Possiamo solo accennare ai molteplici utilizzi del rizoma di zenzero in erboristeria e medicina fitoterapica e complementare, talmente ampio è lo spettro d’utilizzo. Come droga amara-aromatica il rizoma di zenzero è la scelta d’eccellenza nei primi sintomi delle malattie respiratorie (raffreddore, influenza, tosse), del tratto digestivo con crampi e nausea, nel mal di testa da affaticamento o raffreddamento e nell’esaurimento psicofisico. L’infuso concentrato (5 g di radice essiccata in 150 ml di acqua in infusione per 15 minuti, senza dolcificare) aiuta contro spasmi intestinali e dolori mestruali bevendolo a piccoli sorsi, ben caldo.

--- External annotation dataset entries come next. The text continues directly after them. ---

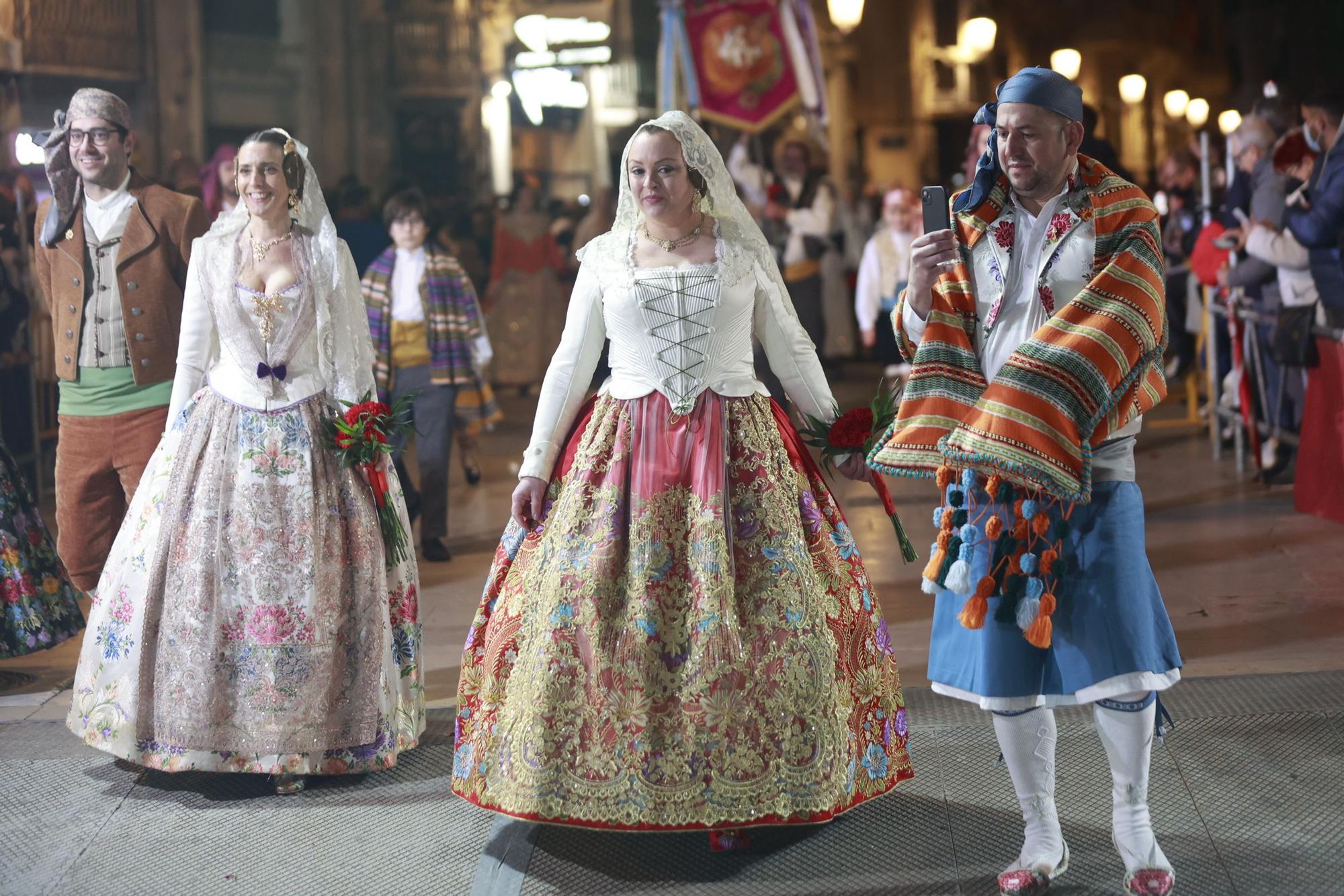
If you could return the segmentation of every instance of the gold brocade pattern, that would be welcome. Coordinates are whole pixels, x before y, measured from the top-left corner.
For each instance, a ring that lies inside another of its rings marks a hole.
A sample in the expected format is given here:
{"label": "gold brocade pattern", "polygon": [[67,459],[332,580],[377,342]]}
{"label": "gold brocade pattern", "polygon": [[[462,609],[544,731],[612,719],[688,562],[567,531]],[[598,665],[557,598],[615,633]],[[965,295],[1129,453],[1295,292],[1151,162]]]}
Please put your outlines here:
{"label": "gold brocade pattern", "polygon": [[704,393],[683,421],[657,393],[598,398],[544,523],[505,531],[462,659],[470,802],[817,822],[910,776],[882,611],[796,435],[757,396]]}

Generalmente ben tollerato dagli adulti, lo zenzero non è adatto ai bambini piccoli nè alle persone di temperamento collerico, con pressione sanguigna elevata. Ne prendono dosi ben calibrate le persone nervose o sofferenti di disturbi tiroidei (ipertiroidismo). Anche in gravidanza è consigliato solo a piccole dosi, per esempio nella nausea, meglio se candito o in infuso.

Lo zenzero stimola l’intero equilibrio termico del corpo ed anche il sistema linfatico, migliora l’assorbimento del ferro e fluidifica il sangue. Nella nausea da viaggio (cinetosi) e in chemioterapia, gli estratti di zenzero possono dare un valido sostegno. Per usare lo zenzero e i suoi estratti a scopo terapeutico, chiedi sempre consiglio all’erborista, farmacista o medico.

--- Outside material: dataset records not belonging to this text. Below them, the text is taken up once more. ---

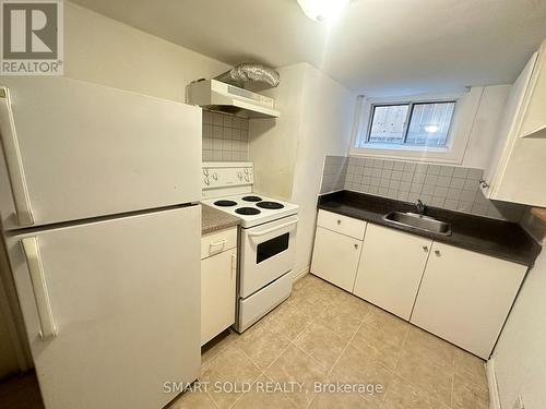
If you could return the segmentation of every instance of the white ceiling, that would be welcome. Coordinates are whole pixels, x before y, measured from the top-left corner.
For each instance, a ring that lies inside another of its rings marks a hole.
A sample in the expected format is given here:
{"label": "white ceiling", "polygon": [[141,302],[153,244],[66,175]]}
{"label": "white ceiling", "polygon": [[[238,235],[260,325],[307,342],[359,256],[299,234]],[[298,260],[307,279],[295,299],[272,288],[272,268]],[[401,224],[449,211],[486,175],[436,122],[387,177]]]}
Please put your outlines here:
{"label": "white ceiling", "polygon": [[352,0],[328,28],[296,0],[72,0],[217,60],[307,61],[380,96],[512,83],[546,38],[546,0]]}

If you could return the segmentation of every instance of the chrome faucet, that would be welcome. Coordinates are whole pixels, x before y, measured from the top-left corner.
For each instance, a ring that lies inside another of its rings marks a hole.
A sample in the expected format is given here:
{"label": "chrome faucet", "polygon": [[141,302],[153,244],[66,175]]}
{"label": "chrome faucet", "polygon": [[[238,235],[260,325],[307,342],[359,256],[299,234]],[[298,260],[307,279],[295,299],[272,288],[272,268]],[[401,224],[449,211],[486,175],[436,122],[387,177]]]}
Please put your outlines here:
{"label": "chrome faucet", "polygon": [[423,204],[422,200],[417,200],[417,203],[415,203],[415,207],[417,208],[417,213],[419,215],[425,214],[425,205]]}

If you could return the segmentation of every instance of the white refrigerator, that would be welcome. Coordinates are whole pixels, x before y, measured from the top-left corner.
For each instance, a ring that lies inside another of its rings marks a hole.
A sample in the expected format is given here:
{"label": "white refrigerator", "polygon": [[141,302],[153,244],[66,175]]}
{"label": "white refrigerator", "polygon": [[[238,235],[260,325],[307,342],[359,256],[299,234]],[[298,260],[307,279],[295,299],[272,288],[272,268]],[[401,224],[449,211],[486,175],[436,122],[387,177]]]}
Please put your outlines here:
{"label": "white refrigerator", "polygon": [[155,409],[200,370],[201,109],[0,77],[0,216],[47,409]]}

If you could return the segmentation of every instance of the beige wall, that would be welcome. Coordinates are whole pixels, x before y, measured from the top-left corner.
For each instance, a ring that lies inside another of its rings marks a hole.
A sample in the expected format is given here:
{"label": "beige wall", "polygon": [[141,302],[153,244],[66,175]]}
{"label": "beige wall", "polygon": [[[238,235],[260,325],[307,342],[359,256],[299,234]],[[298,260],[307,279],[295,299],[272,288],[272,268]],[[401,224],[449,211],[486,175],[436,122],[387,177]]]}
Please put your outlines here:
{"label": "beige wall", "polygon": [[[69,2],[64,29],[64,76],[72,79],[185,101],[189,82],[228,69],[223,62]],[[23,368],[25,358],[29,360],[26,345],[12,342],[8,327],[11,325],[12,336],[13,332],[16,336],[22,322],[16,315],[15,324],[10,323],[10,304],[1,290],[0,301],[5,302],[0,302],[0,378],[19,370],[17,351]],[[14,289],[5,290],[12,301]]]}
{"label": "beige wall", "polygon": [[305,64],[278,70],[281,84],[262,92],[275,98],[281,117],[253,119],[249,127],[249,157],[254,163],[254,190],[289,201],[300,134]]}
{"label": "beige wall", "polygon": [[87,9],[66,3],[64,76],[185,101],[186,85],[228,69]]}
{"label": "beige wall", "polygon": [[307,63],[280,73],[281,85],[269,95],[281,118],[250,121],[250,160],[258,192],[300,206],[294,267],[299,274],[310,264],[324,156],[347,154],[356,95]]}
{"label": "beige wall", "polygon": [[347,154],[356,105],[356,94],[309,64],[305,64],[305,104],[292,192],[293,202],[299,204],[296,274],[311,261],[324,156]]}
{"label": "beige wall", "polygon": [[521,289],[494,351],[502,408],[521,395],[525,409],[546,402],[546,253],[536,261]]}

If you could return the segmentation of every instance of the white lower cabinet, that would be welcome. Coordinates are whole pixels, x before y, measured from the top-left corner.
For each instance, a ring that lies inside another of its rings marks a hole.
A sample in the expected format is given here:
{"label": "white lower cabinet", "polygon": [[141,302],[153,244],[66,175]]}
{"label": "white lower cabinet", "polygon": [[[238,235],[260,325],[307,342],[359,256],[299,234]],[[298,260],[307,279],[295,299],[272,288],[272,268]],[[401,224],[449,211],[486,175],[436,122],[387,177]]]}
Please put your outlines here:
{"label": "white lower cabinet", "polygon": [[311,273],[353,292],[363,241],[317,227]]}
{"label": "white lower cabinet", "polygon": [[368,224],[354,293],[410,320],[432,241]]}
{"label": "white lower cabinet", "polygon": [[213,255],[201,260],[201,345],[235,324],[237,248],[215,250],[235,245],[234,236],[236,228],[202,239]]}
{"label": "white lower cabinet", "polygon": [[312,274],[489,358],[526,266],[324,210],[318,221]]}
{"label": "white lower cabinet", "polygon": [[411,322],[488,359],[526,269],[435,242]]}

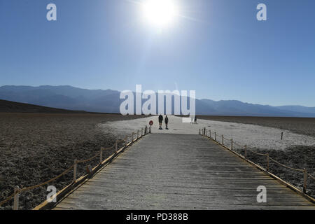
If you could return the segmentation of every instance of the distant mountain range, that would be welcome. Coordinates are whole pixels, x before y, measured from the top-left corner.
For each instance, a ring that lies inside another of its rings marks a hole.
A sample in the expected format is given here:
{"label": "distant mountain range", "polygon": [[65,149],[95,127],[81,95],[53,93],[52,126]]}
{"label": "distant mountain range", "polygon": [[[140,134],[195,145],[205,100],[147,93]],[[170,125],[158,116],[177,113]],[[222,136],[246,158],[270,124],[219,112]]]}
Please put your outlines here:
{"label": "distant mountain range", "polygon": [[[85,90],[71,86],[0,87],[0,99],[73,111],[119,113],[119,91]],[[143,100],[144,102],[144,100]],[[174,108],[174,105],[172,105]],[[0,110],[1,111],[1,110]],[[315,118],[315,107],[271,106],[236,100],[196,99],[196,113],[213,115]]]}

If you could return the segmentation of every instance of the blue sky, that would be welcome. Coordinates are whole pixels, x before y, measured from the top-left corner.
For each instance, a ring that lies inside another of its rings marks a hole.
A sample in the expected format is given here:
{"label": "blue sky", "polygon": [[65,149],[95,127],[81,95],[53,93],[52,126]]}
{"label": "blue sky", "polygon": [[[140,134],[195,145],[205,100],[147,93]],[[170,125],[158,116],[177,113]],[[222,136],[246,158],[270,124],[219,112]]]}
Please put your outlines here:
{"label": "blue sky", "polygon": [[178,0],[181,16],[162,31],[144,22],[141,1],[0,0],[0,85],[142,84],[315,106],[315,1]]}

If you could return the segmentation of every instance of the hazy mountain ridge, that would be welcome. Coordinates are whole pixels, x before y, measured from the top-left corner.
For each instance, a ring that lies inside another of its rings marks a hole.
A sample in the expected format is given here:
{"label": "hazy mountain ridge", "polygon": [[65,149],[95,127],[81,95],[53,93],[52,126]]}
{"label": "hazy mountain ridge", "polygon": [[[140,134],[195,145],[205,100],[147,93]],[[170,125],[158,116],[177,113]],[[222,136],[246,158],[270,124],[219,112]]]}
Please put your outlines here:
{"label": "hazy mountain ridge", "polygon": [[[119,91],[86,90],[69,85],[38,87],[4,85],[0,87],[1,99],[90,112],[119,113],[120,103],[123,101],[120,99],[119,97]],[[174,108],[174,104],[172,108]],[[203,99],[196,99],[196,113],[218,115],[314,118],[315,107],[271,106],[244,103],[237,100],[216,102]]]}

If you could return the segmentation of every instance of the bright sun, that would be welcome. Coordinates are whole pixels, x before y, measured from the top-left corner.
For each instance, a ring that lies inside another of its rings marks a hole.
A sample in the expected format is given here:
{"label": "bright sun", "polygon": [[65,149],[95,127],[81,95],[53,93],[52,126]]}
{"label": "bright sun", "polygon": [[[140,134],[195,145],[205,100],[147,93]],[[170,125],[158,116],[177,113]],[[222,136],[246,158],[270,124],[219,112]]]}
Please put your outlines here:
{"label": "bright sun", "polygon": [[174,0],[146,0],[143,9],[146,22],[159,27],[174,22],[178,13]]}

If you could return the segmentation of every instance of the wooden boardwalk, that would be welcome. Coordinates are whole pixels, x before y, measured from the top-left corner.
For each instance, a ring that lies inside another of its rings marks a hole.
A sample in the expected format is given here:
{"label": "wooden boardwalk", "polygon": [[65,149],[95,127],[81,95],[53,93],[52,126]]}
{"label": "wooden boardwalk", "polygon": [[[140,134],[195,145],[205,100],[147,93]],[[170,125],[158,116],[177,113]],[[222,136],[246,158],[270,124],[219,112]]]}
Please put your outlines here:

Ricetta erboristica: tisana composta

Accompagna le tue giornate invernali con un infuso caldo e rinvigorente, la “Tisana allo zenzero composta”che apporta calore, favorisce la digestione e il rilassamento della muscolatura liscia della pancia. E’ un valido sostegno per prevenire raffreddore e tosse. Bevuta regolarmente, possibilmente ogni sera per un periodo di 3 settimane, aiuta a sciogliere tensioni che possono portare a mal di testa da sovraccarico mentale.

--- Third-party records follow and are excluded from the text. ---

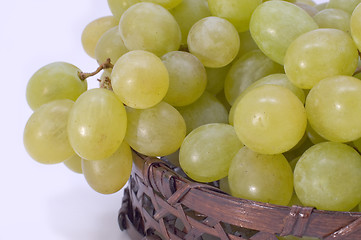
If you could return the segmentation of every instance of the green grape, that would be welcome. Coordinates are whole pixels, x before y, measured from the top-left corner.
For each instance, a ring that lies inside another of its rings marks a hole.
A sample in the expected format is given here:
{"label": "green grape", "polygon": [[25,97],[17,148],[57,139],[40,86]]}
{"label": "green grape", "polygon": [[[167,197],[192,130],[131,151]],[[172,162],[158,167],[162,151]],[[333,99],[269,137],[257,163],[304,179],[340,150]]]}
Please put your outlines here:
{"label": "green grape", "polygon": [[133,157],[129,145],[123,142],[116,152],[101,161],[82,159],[84,177],[95,191],[102,194],[118,192],[127,183]]}
{"label": "green grape", "polygon": [[341,9],[324,9],[313,16],[313,19],[320,28],[335,28],[347,33],[351,32],[351,15]]}
{"label": "green grape", "polygon": [[250,22],[250,32],[258,47],[282,65],[291,42],[317,28],[315,21],[303,9],[283,1],[262,3],[253,12]]}
{"label": "green grape", "polygon": [[142,50],[121,56],[113,67],[111,79],[120,100],[137,109],[155,106],[169,88],[169,74],[162,60]]}
{"label": "green grape", "polygon": [[83,170],[81,168],[81,157],[79,157],[77,154],[74,154],[70,158],[66,159],[63,163],[73,172],[83,173]]}
{"label": "green grape", "polygon": [[169,73],[169,89],[164,101],[172,106],[195,102],[207,85],[203,64],[194,55],[181,51],[165,54],[162,61]]}
{"label": "green grape", "polygon": [[179,163],[190,178],[213,182],[227,176],[232,158],[242,146],[232,126],[206,124],[184,139]]}
{"label": "green grape", "polygon": [[149,2],[129,7],[120,18],[119,29],[128,50],[145,50],[159,57],[178,50],[182,39],[172,14]]}
{"label": "green grape", "polygon": [[219,17],[206,17],[196,22],[189,31],[187,43],[190,53],[211,68],[231,63],[240,45],[236,28]]}
{"label": "green grape", "polygon": [[122,143],[127,128],[125,108],[107,89],[83,93],[70,111],[69,141],[75,152],[87,160],[111,156]]}
{"label": "green grape", "polygon": [[110,58],[114,64],[126,52],[128,49],[124,46],[118,27],[113,27],[99,39],[95,47],[95,59],[102,64]]}
{"label": "green grape", "polygon": [[260,50],[246,53],[232,64],[224,82],[224,92],[229,104],[233,105],[236,98],[258,79],[281,72],[283,66],[273,62]]}
{"label": "green grape", "polygon": [[188,32],[198,20],[211,16],[207,0],[183,0],[170,10],[182,32],[182,44],[187,44]]}
{"label": "green grape", "polygon": [[140,0],[108,0],[108,6],[113,16],[119,20],[125,10],[139,2]]}
{"label": "green grape", "polygon": [[24,146],[34,160],[55,164],[74,155],[66,130],[73,104],[68,99],[55,100],[31,115],[24,130]]}
{"label": "green grape", "polygon": [[70,63],[54,62],[40,68],[30,78],[26,100],[32,110],[58,99],[75,101],[87,90],[87,82],[78,77],[80,69]]}
{"label": "green grape", "polygon": [[293,192],[293,174],[282,154],[259,154],[243,147],[234,156],[228,183],[235,197],[287,205]]}
{"label": "green grape", "polygon": [[230,68],[231,68],[231,64],[228,64],[221,68],[206,68],[206,72],[207,72],[206,90],[209,93],[218,94],[223,90],[224,81],[226,80],[226,76]]}
{"label": "green grape", "polygon": [[95,47],[100,37],[117,25],[118,20],[113,16],[101,17],[86,25],[81,35],[81,43],[85,52],[95,58]]}
{"label": "green grape", "polygon": [[252,89],[234,112],[238,137],[248,148],[262,154],[290,150],[303,137],[306,125],[302,102],[291,90],[277,85]]}
{"label": "green grape", "polygon": [[212,94],[204,92],[194,103],[177,107],[187,125],[187,134],[208,123],[228,123],[228,112]]}
{"label": "green grape", "polygon": [[182,115],[166,102],[148,109],[127,108],[129,145],[148,156],[166,156],[180,147],[186,135]]}
{"label": "green grape", "polygon": [[327,8],[338,8],[352,14],[361,0],[330,0]]}
{"label": "green grape", "polygon": [[361,137],[361,81],[349,76],[321,80],[306,99],[311,127],[323,138],[348,142]]}
{"label": "green grape", "polygon": [[295,191],[306,206],[349,211],[361,202],[361,156],[342,143],[309,148],[296,164]]}
{"label": "green grape", "polygon": [[298,37],[285,56],[285,72],[290,81],[305,89],[321,79],[352,75],[358,52],[351,37],[338,29],[317,29]]}
{"label": "green grape", "polygon": [[261,3],[262,0],[208,0],[212,15],[227,19],[238,32],[248,30],[252,13]]}

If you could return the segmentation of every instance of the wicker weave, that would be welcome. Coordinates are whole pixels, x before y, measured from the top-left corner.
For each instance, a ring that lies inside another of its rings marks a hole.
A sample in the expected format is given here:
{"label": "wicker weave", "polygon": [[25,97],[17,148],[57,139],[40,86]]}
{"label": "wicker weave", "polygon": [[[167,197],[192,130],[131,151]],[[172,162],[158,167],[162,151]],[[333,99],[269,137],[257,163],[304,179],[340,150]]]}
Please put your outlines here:
{"label": "wicker weave", "polygon": [[195,183],[157,158],[134,153],[134,167],[119,211],[132,239],[277,240],[309,236],[361,239],[361,213],[278,206],[231,197]]}

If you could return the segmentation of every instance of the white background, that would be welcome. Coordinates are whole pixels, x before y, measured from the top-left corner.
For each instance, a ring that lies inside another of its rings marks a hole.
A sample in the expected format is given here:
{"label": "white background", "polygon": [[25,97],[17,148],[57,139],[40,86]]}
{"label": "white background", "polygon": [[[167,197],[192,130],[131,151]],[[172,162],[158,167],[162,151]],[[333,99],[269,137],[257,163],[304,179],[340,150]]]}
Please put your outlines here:
{"label": "white background", "polygon": [[96,69],[80,35],[87,23],[110,15],[106,0],[2,0],[0,6],[0,240],[129,239],[117,225],[122,192],[96,193],[62,164],[32,160],[22,143],[32,113],[27,81],[55,61]]}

Tisana allo zenzero composta
Ricetta per due persone

1 parte di rizoma di zenzero bio fresco, non privato dalla cute esterna (circa 4 cm di rizoma)
2 prese di foglie di rovo (Rubus fruticosus) essiccato
Buccia di ½ mela bio
1 presa di foglie di erba cedrina (Lippia citriodora) essicata
1 presa di foglie di melissa (Melissa officinalis) essiccata
1 cucchiaino di sciroppo di prugnolo (Prunus spinosa) per ogni tazza
500 ml di acqua bollente
Taglia a fettine sottili il rizoma, aggiungi le erbe essiccate (meglio se triturate leggermente nel mortaio) e mescola bene. Copri la miscela con l’acqua bollente in un recipiente di vetro, acciaio o porcellana. Dopo 10 minuti filtra, riempi due grandi tazze da tisana che contengono lo sciroppo di prugnolo. Mescola e assapora, accompagna la tisana con biscottini di farro, cachi e mele essiccate.